Analyzing Hourly Energy Data

If you are able to get access to hourly energy data, there are a lot of insights you can get from a more granular dataset. Unlike a monthly bar graph, hourly data is better suited for a line graph. On you x-axis will be the hours in a day and on the y-axis will be your energy use.

One way to graph hourly energy data to show patterns in occupancy and fluctuations in business hours is to graph a typical day for each day of the week. Your x-axis will be the 24 hours in a day, created by averaging each hour of the day across all of the data you have (but separated out by the day of the week). The resulting graph will be seven lines, one for each day of the week. ​

The graphs below show hourly electricity data, measured in kW. There are different graphs for different types of buildings because the patterns in hourly electricity data are different between an office building versus a classroom building. 

A Typical Commercial Building

Graph_Commercial Building
Above is a graph of the electricity use in a commercial building, from the PG&E Learning Center. The two darker lines that are relatively stable throughout the hours of the day are Saturday and Sunday. From this graph, you can see that the building is scheduled to be off on weekends. This building is likely an office space. One item to note for your field visit would be to see what is making up the 30 kW that are continuously being used. 

The lines representing Monday through Friday show electricity use starting at 6am, continuing through 11pm. Something to note is a potential opportunity to trim the electricity usage to reflect the occupancy of the building.

 

An Energy Intensive Building

Lab energy use
Unlike the previous graph where the energy demand fluctuated between 30-70kw throughout the day, this energy data is from an energy-intensive building with a baseload electricity demand of 900kW. This data is from a laboratory building at UC Davis, with higher  energy usage due to their airflow requirements and lab equipment.

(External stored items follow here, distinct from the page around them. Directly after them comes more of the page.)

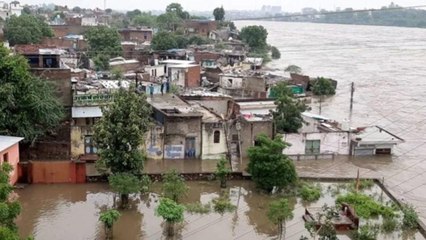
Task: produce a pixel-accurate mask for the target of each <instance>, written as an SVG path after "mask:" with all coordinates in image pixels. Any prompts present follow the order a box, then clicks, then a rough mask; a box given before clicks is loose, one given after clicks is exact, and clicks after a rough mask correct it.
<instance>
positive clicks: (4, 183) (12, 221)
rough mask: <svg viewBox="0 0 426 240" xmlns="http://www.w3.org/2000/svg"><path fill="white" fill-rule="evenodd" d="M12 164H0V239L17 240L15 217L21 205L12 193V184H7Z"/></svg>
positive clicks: (20, 206)
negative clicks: (9, 164) (19, 203)
mask: <svg viewBox="0 0 426 240" xmlns="http://www.w3.org/2000/svg"><path fill="white" fill-rule="evenodd" d="M12 169H13V168H12V166H10V165H9V164H7V163H3V164H0V213H1V214H0V239H10V240H15V239H16V240H18V239H20V238H19V234H18V231H17V230H18V229H17V227H16V224H15V222H14V221H15V218H16V217H17V216H18V215H19V213H20V212H21V206H20V205H19V202H18V201H17V199H16V198H17V195H16V194H15V195H14V192H13V186H11V185H10V184H9V173H10V171H12Z"/></svg>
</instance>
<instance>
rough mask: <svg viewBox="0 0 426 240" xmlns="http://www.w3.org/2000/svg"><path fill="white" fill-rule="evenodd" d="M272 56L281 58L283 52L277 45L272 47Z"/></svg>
mask: <svg viewBox="0 0 426 240" xmlns="http://www.w3.org/2000/svg"><path fill="white" fill-rule="evenodd" d="M271 56H272V58H273V59H280V58H281V52H280V50H278V48H277V47H274V46H272V47H271Z"/></svg>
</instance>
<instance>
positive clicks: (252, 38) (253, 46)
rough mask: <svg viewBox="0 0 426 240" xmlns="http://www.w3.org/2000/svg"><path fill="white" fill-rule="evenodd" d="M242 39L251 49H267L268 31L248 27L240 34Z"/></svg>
mask: <svg viewBox="0 0 426 240" xmlns="http://www.w3.org/2000/svg"><path fill="white" fill-rule="evenodd" d="M240 37H241V39H242V40H243V41H244V42H245V43H247V44H248V45H249V47H250V48H251V49H262V50H264V49H266V47H267V43H266V39H267V37H268V31H266V29H265V28H264V27H263V26H260V25H259V26H256V25H253V26H247V27H243V28H242V29H241V32H240Z"/></svg>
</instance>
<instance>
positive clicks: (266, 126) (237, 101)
mask: <svg viewBox="0 0 426 240" xmlns="http://www.w3.org/2000/svg"><path fill="white" fill-rule="evenodd" d="M231 105H232V109H233V110H232V111H233V114H232V115H233V116H231V117H232V118H234V119H235V120H236V121H235V123H234V124H233V125H232V128H231V129H230V136H229V138H230V139H231V148H232V149H237V150H236V154H237V155H239V156H240V157H241V158H246V157H247V150H248V149H249V148H250V147H252V146H254V145H255V144H256V138H257V136H259V135H261V134H266V135H267V136H268V137H271V138H272V137H273V135H274V132H273V131H274V128H273V121H272V114H271V112H270V111H272V110H274V109H275V108H276V105H275V104H274V101H270V100H262V101H258V100H236V101H235V102H234V103H231ZM232 154H234V153H232V152H231V155H232Z"/></svg>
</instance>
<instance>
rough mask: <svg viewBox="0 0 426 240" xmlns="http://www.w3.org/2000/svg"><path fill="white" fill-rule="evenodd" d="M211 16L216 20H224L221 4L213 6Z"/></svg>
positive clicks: (223, 9) (223, 11)
mask: <svg viewBox="0 0 426 240" xmlns="http://www.w3.org/2000/svg"><path fill="white" fill-rule="evenodd" d="M213 16H214V20H216V21H223V20H225V9H223V6H221V7H220V8H219V7H218V8H215V9H214V10H213Z"/></svg>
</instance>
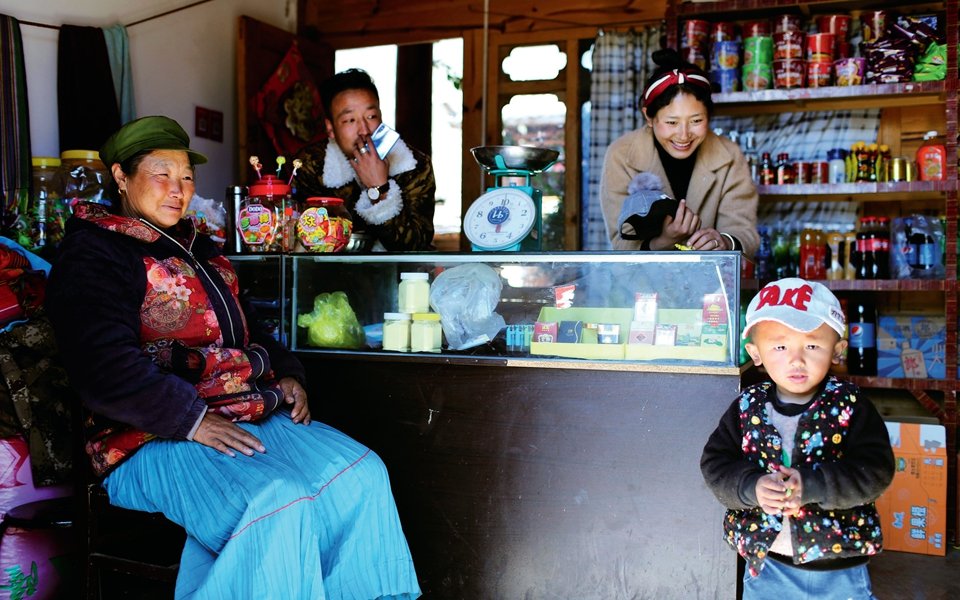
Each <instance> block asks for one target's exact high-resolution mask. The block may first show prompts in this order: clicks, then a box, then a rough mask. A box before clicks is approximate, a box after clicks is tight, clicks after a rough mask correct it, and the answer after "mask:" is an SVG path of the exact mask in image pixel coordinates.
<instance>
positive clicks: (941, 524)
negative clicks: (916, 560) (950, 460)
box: [876, 421, 947, 556]
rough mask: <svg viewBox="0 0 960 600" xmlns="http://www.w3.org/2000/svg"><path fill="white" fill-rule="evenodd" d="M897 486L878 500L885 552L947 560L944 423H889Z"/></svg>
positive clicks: (896, 485) (946, 444)
mask: <svg viewBox="0 0 960 600" xmlns="http://www.w3.org/2000/svg"><path fill="white" fill-rule="evenodd" d="M886 425H887V432H888V433H889V434H890V444H891V445H892V446H893V454H894V457H895V462H896V472H895V474H894V476H893V483H892V484H890V487H889V488H887V491H885V492H884V493H883V495H882V496H880V497H879V498H878V499H877V502H876V504H877V511H878V512H879V513H880V523H881V527H882V528H883V548H884V550H900V551H902V552H915V553H917V554H933V555H936V556H944V555H945V553H946V542H947V540H946V535H947V434H946V430H945V429H944V427H943V425H922V424H918V423H897V422H892V421H891V422H888V423H887V424H886Z"/></svg>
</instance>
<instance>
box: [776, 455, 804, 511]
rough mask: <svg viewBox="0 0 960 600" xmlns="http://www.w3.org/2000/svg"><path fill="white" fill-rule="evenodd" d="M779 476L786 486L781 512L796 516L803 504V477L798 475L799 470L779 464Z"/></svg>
mask: <svg viewBox="0 0 960 600" xmlns="http://www.w3.org/2000/svg"><path fill="white" fill-rule="evenodd" d="M779 476H780V478H781V480H782V481H783V485H784V486H786V488H787V491H786V500H785V502H784V503H783V514H785V515H787V516H790V517H793V516H796V515H797V513H799V512H800V507H801V506H803V479H802V478H801V477H800V471H797V470H796V469H791V468H790V467H784V466H781V467H780V473H779Z"/></svg>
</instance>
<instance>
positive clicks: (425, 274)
mask: <svg viewBox="0 0 960 600" xmlns="http://www.w3.org/2000/svg"><path fill="white" fill-rule="evenodd" d="M399 295H400V300H399V304H400V312H405V313H410V314H413V313H426V312H430V274H429V273H400V288H399Z"/></svg>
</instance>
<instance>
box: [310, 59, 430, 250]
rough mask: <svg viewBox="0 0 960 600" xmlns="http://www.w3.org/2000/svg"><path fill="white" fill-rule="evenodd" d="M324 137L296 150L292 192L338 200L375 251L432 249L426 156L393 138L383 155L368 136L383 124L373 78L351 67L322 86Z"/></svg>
mask: <svg viewBox="0 0 960 600" xmlns="http://www.w3.org/2000/svg"><path fill="white" fill-rule="evenodd" d="M320 99H321V102H322V103H323V110H324V113H325V114H326V118H325V119H324V120H325V122H326V125H327V134H328V136H329V138H328V139H327V140H324V141H322V142H320V143H317V144H314V145H312V146H308V147H306V148H304V149H303V150H301V152H300V156H299V158H300V159H301V160H303V166H302V167H301V170H300V172H299V173H298V174H297V195H298V197H299V199H300V200H301V201H303V200H305V199H306V198H309V197H310V196H336V197H338V198H343V200H344V204H345V205H346V207H347V209H348V210H349V211H350V212H351V213H352V214H353V217H354V230H355V231H364V232H366V233H368V234H372V235H373V237H374V238H376V243H375V245H374V249H375V250H377V249H379V250H383V249H386V250H392V251H400V250H431V249H432V248H433V246H432V242H433V210H434V194H435V192H436V187H437V185H436V182H435V181H434V178H433V166H432V165H431V164H430V157H428V156H427V155H425V154H423V153H422V152H420V151H418V150H415V149H413V148H411V147H410V146H407V145H406V144H405V143H404V142H403V140H402V139H401V140H398V141H397V143H396V144H395V145H394V146H393V149H392V150H390V153H389V154H387V156H386V158H385V159H384V160H381V159H380V156H379V155H378V154H377V151H376V148H375V147H374V144H373V142H372V141H371V140H370V136H371V134H372V133H373V132H374V131H375V130H376V128H377V127H378V126H379V125H380V123H381V114H380V95H379V93H378V92H377V87H376V86H375V85H374V84H373V80H372V79H370V76H369V75H368V74H367V73H366V72H365V71H362V70H360V69H348V70H346V71H342V72H340V73H337V74H336V75H334V76H332V77H330V78H329V79H327V80H326V81H324V82H323V84H322V85H321V86H320Z"/></svg>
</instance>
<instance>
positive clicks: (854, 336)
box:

Based on the graph below, we can see that the days of the week have a very similar trend in electricity. The darker blue lines show that the weekends have slightly lower energy demand compared to the weekdays, but there is still quite a bit of energy use. In see a building with high energy demand, it's important to find the pieces of equipment in the building that use the most energy. Increasing the efficiency of these high energy users will have more of an impact on the whole building.
 

A Building with Variable Occupancy

energy use in a classroom
This data is from a classroom building at UC Davis. The weekends are a little harder to identify in this classroom building, compared to the commercial building example. Based on the graph, it looks like there the days of the week are similar, but there is still variation. For the darker blue lines, representing the weekends, they are lower but signify that there is still electricity use on the weekends.

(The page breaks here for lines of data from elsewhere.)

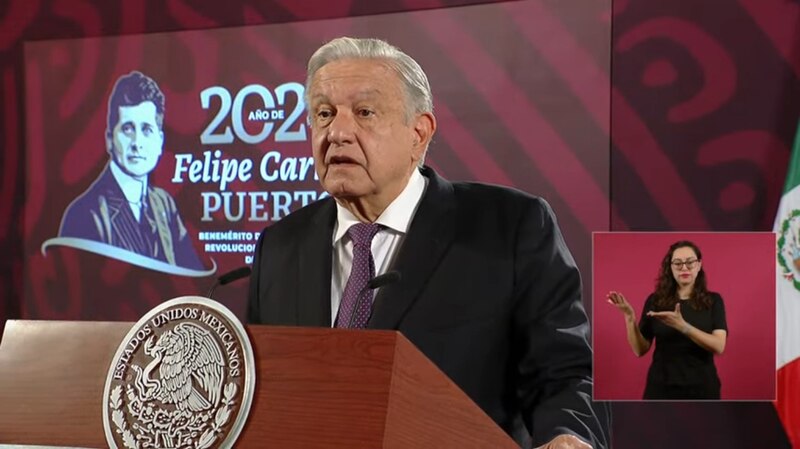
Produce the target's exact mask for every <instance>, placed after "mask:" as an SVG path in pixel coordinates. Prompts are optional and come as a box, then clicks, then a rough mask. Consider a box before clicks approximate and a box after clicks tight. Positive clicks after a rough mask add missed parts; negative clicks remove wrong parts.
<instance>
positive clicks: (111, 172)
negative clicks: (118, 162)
mask: <svg viewBox="0 0 800 449" xmlns="http://www.w3.org/2000/svg"><path fill="white" fill-rule="evenodd" d="M108 166H109V167H111V174H112V175H114V179H116V180H117V184H119V187H120V189H122V194H123V195H125V199H126V200H128V206H130V208H131V211H132V212H133V216H134V217H136V221H138V222H141V221H142V218H141V214H142V208H143V207H144V201H145V199H146V198H147V196H146V195H145V192H147V176H145V177H144V178H143V179H142V180H139V179H136V178H134V177H133V176H131V175H129V174H127V173H125V172H124V171H122V169H121V168H119V166H117V163H116V162H114V161H113V160H112V161H110V162H109V163H108Z"/></svg>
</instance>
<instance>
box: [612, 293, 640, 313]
mask: <svg viewBox="0 0 800 449" xmlns="http://www.w3.org/2000/svg"><path fill="white" fill-rule="evenodd" d="M606 299H607V300H608V303H609V304H611V305H613V306H615V307H616V308H617V309H619V310H620V311H621V312H622V313H623V315H625V318H628V319H634V320H635V319H636V312H635V311H634V310H633V306H632V305H631V303H629V302H628V300H627V299H625V296H623V295H622V293H620V292H608V294H607V295H606Z"/></svg>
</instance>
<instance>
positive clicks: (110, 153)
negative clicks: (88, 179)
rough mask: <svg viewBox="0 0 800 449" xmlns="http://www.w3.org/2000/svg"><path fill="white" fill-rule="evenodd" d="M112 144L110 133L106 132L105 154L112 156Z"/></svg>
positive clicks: (112, 144) (112, 142) (112, 146)
mask: <svg viewBox="0 0 800 449" xmlns="http://www.w3.org/2000/svg"><path fill="white" fill-rule="evenodd" d="M113 148H114V142H113V141H112V140H111V131H108V130H106V153H108V154H113V151H112V149H113Z"/></svg>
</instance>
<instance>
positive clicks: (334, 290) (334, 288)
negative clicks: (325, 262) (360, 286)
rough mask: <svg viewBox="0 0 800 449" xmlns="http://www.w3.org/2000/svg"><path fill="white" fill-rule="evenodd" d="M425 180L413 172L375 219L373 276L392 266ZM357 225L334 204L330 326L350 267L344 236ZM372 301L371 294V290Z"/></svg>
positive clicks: (425, 183)
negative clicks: (333, 221)
mask: <svg viewBox="0 0 800 449" xmlns="http://www.w3.org/2000/svg"><path fill="white" fill-rule="evenodd" d="M427 185H428V180H427V179H425V177H424V176H422V175H421V174H420V173H419V170H416V169H415V170H414V172H413V173H412V174H411V178H410V179H409V180H408V184H407V185H406V188H405V189H403V191H402V192H400V195H398V196H397V198H395V199H394V201H392V202H391V204H389V207H387V208H386V210H384V211H383V213H382V214H381V215H380V216H379V217H378V219H377V220H375V223H378V224H380V225H382V226H383V227H382V228H381V230H380V231H378V233H377V234H376V235H375V238H374V239H372V258H373V259H374V260H375V276H380V275H382V274H383V273H386V271H387V270H388V269H389V267H391V266H392V263H393V262H394V259H395V257H397V253H398V250H399V249H400V246H401V245H402V244H403V241H404V240H405V238H406V233H407V232H408V227H409V225H411V220H412V219H413V218H414V214H415V213H416V212H417V207H418V206H419V202H420V200H421V199H422V195H423V194H424V193H425V188H426V187H427ZM356 223H359V220H358V218H356V217H355V216H354V215H353V214H352V213H351V212H350V211H349V210H347V209H345V208H344V207H342V206H341V205H339V203H338V202H337V203H336V224H335V225H334V227H333V265H332V267H333V269H332V270H331V272H332V275H331V326H333V323H335V322H336V315H337V314H338V313H339V303H340V302H341V301H342V294H343V293H344V287H345V285H347V279H348V278H349V277H350V270H351V269H352V267H353V242H352V241H351V240H350V238H349V237H348V236H347V230H348V229H350V226H353V225H354V224H356ZM373 298H374V291H373Z"/></svg>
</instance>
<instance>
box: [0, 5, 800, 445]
mask: <svg viewBox="0 0 800 449" xmlns="http://www.w3.org/2000/svg"><path fill="white" fill-rule="evenodd" d="M584 1H585V3H586V7H587V8H593V9H598V10H602V9H603V7H602V5H604V4H606V2H604V1H600V0H597V1H595V0H584ZM195 3H196V2H188V1H181V0H166V1H156V0H152V1H148V2H106V1H99V0H98V1H88V0H55V1H49V2H45V1H36V0H11V1H4V2H3V3H2V4H0V99H2V107H0V147H2V153H0V176H2V178H0V254H3V256H2V257H0V323H2V322H3V321H4V319H5V318H6V317H9V316H10V317H14V316H18V315H19V307H20V304H21V296H22V291H23V281H22V267H23V262H24V261H23V257H24V256H23V249H22V232H23V223H22V217H23V213H22V212H23V202H24V199H25V191H26V189H25V181H24V178H23V174H24V167H25V152H24V138H23V137H24V132H23V129H24V124H23V117H24V111H23V99H24V89H23V81H22V80H23V79H24V73H23V64H22V54H23V52H22V45H23V44H22V43H23V42H24V41H26V40H36V39H54V38H71V37H86V36H106V35H120V34H133V33H150V32H158V31H175V30H186V29H200V28H217V27H226V26H240V25H249V24H264V23H278V22H289V21H295V20H310V19H323V18H336V17H348V16H359V15H367V14H380V13H386V12H395V11H407V10H418V9H427V8H440V7H447V6H459V5H466V4H473V3H486V2H485V1H446V0H445V1H436V0H431V1H426V0H408V1H380V2H377V1H370V0H352V1H339V2H334V1H330V0H320V1H294V0H283V1H245V0H229V1H226V2H207V3H206V4H205V5H203V6H197V5H196V4H195ZM570 3H572V4H573V5H574V3H579V2H570ZM563 4H564V2H563V1H562V2H559V1H556V0H548V1H542V2H538V3H537V5H540V6H541V8H542V10H541V14H536V15H535V17H520V18H518V21H519V23H520V27H521V28H522V29H524V30H526V32H527V33H531V34H536V33H541V32H553V29H552V28H548V25H552V22H548V19H550V18H552V17H556V18H557V19H558V20H557V21H560V22H566V23H568V22H569V21H570V20H572V19H571V16H569V15H566V16H564V15H559V13H558V12H559V11H563V10H564V7H563V6H559V5H563ZM598 4H601V6H600V7H598V6H597V5H598ZM573 7H574V6H573ZM574 17H575V19H574V20H579V19H578V18H579V17H582V16H581V15H575V16H574ZM605 17H606V19H607V20H612V17H613V36H612V56H613V60H612V65H611V69H612V70H611V84H612V86H611V105H612V109H611V123H610V124H609V123H606V124H603V123H599V122H598V118H599V117H603V114H605V115H606V116H607V114H608V111H603V110H601V109H602V108H600V109H598V107H597V105H593V104H584V105H580V106H581V110H582V112H581V114H583V116H584V118H583V119H584V120H586V121H587V122H590V123H593V126H594V127H596V128H597V131H596V132H598V133H604V132H606V133H607V129H608V128H610V130H611V133H610V146H611V171H610V187H609V188H610V195H611V200H612V203H611V204H612V208H611V211H610V212H609V213H608V216H609V223H610V226H611V229H613V230H682V231H702V230H737V231H744V230H768V229H770V228H771V223H772V220H773V218H774V217H773V216H774V213H775V210H776V206H777V200H778V197H779V195H780V191H781V186H782V183H783V177H784V175H785V172H786V163H787V161H788V156H789V147H790V143H791V140H792V138H793V136H794V132H795V127H796V125H797V119H798V116H799V115H800V3H799V2H797V1H796V0H740V1H734V0H705V1H702V2H699V1H696V0H673V1H652V0H633V1H632V0H616V1H614V7H613V14H612V13H611V12H610V11H606V12H605ZM572 25H577V26H570V27H568V28H570V29H580V24H579V23H578V24H572ZM556 31H557V30H556ZM574 39H575V42H576V45H578V46H581V47H585V48H591V47H592V46H593V45H599V44H601V43H602V41H598V40H597V37H596V36H591V35H580V33H577V34H576V35H575V36H574ZM532 40H533V41H538V40H537V39H532ZM536 50H537V54H538V55H540V57H541V58H542V60H543V61H544V62H546V63H547V64H548V66H550V67H554V68H556V69H557V68H558V67H560V66H559V64H558V57H559V51H558V50H559V49H558V48H547V47H546V46H545V47H544V48H537V49H536ZM587 53H589V54H593V53H592V52H587ZM597 64H598V65H602V64H603V61H597ZM561 67H563V66H561ZM561 75H562V76H563V78H564V79H565V82H566V84H567V85H568V86H569V88H568V89H569V90H572V91H576V92H580V90H581V89H603V88H608V87H607V86H596V85H592V84H591V83H587V82H586V78H584V76H585V75H586V74H585V73H575V72H574V71H570V70H569V69H568V68H564V69H563V73H561ZM567 131H568V130H567ZM562 132H563V134H565V135H568V134H569V133H568V132H566V131H564V130H562ZM570 138H571V139H572V140H571V142H570V144H571V145H578V146H579V145H581V142H582V140H581V139H582V136H571V137H570ZM601 153H605V154H608V149H603V150H602V151H601ZM463 170H464V172H465V173H466V172H468V170H469V167H466V166H465V167H463ZM512 173H513V172H512ZM459 174H461V173H453V175H454V176H453V177H458V175H459ZM512 176H513V175H512ZM609 188H607V187H603V188H602V189H601V190H602V191H609ZM592 195H593V193H592V192H589V196H587V197H586V200H587V201H588V200H595V201H601V202H603V203H606V202H607V200H608V199H607V198H604V197H602V195H595V196H592ZM573 221H574V223H580V222H581V219H580V216H576V217H573ZM586 238H588V236H586ZM733 343H734V342H731V344H733ZM614 414H615V416H614V441H615V447H618V448H638V447H643V446H644V445H647V447H649V448H651V449H654V448H674V447H711V448H715V447H720V448H722V447H726V448H727V447H734V448H737V447H741V448H749V447H770V448H773V447H786V442H785V438H784V436H783V434H782V432H781V430H780V427H779V424H778V423H777V420H776V417H775V413H774V411H773V409H772V406H771V405H770V404H766V403H736V404H734V403H729V404H693V405H682V404H635V403H627V404H615V405H614Z"/></svg>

One main takeaway from this graph is how variable each day of the week is, and if your graph looks like this it's important to note to ask the building manager about the occupancy of the building. A graph that is variable could signify there is variable occupancy in the building, in which case you should match the expected occupancy to the energy data. Or, the graph could signify a potential to save energy if the energy data doesn't match the actual building occupancy.
 
Taking Notes of Energy Data Trends

Taking notes on your data analysis will give you questions to ask the building manager, and maybe even the building occupants. Describe what you're seeing and note any hypotheses you have to further explore in the field. 

Examples of items to note:

  • Does the energy demand for different days of the week look different? 

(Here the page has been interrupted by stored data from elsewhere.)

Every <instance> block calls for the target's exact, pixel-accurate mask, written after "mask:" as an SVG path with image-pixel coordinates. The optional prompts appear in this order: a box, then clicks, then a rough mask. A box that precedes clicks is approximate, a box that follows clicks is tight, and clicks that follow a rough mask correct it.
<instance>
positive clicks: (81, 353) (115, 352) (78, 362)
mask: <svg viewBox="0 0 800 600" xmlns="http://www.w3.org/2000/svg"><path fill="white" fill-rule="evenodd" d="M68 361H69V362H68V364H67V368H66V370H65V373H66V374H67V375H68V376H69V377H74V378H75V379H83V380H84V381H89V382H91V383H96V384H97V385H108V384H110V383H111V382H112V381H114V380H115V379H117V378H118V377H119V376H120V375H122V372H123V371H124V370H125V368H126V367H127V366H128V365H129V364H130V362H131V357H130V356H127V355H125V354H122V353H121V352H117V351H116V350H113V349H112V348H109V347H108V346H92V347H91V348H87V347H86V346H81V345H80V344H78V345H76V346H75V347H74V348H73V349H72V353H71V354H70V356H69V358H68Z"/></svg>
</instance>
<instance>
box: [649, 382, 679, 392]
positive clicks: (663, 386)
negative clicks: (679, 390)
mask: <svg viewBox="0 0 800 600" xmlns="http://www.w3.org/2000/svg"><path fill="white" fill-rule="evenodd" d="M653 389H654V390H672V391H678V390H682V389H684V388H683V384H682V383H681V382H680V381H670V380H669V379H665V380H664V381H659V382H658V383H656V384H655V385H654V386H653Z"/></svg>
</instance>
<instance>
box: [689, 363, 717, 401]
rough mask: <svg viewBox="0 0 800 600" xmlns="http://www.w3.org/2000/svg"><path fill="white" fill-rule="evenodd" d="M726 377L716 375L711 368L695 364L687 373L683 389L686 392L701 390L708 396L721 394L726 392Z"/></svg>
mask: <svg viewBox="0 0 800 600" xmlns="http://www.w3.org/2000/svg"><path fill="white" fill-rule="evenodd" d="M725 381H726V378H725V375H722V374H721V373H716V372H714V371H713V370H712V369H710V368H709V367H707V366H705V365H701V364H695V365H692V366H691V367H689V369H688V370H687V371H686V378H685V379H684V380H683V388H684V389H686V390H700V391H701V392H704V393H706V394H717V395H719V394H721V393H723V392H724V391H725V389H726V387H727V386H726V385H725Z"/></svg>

  • Are there outliers affecting the average 24 hours representing a certain day of the week?

  • Does it look like occupancy is predictable, or does it not follow any particular pattern?

  • How much energy is used consistently, regardless of the hour of the day? Aka what is the baseload energy demand?

  • Where is there room to decrease energy consumption? 

  • Is there anything in the data that indicates a recent change in the building? For example, an addition/expansion or renovation?

  • Is there anything in the data that indicates a previous energy audit, energy conservation or energy efficiency project?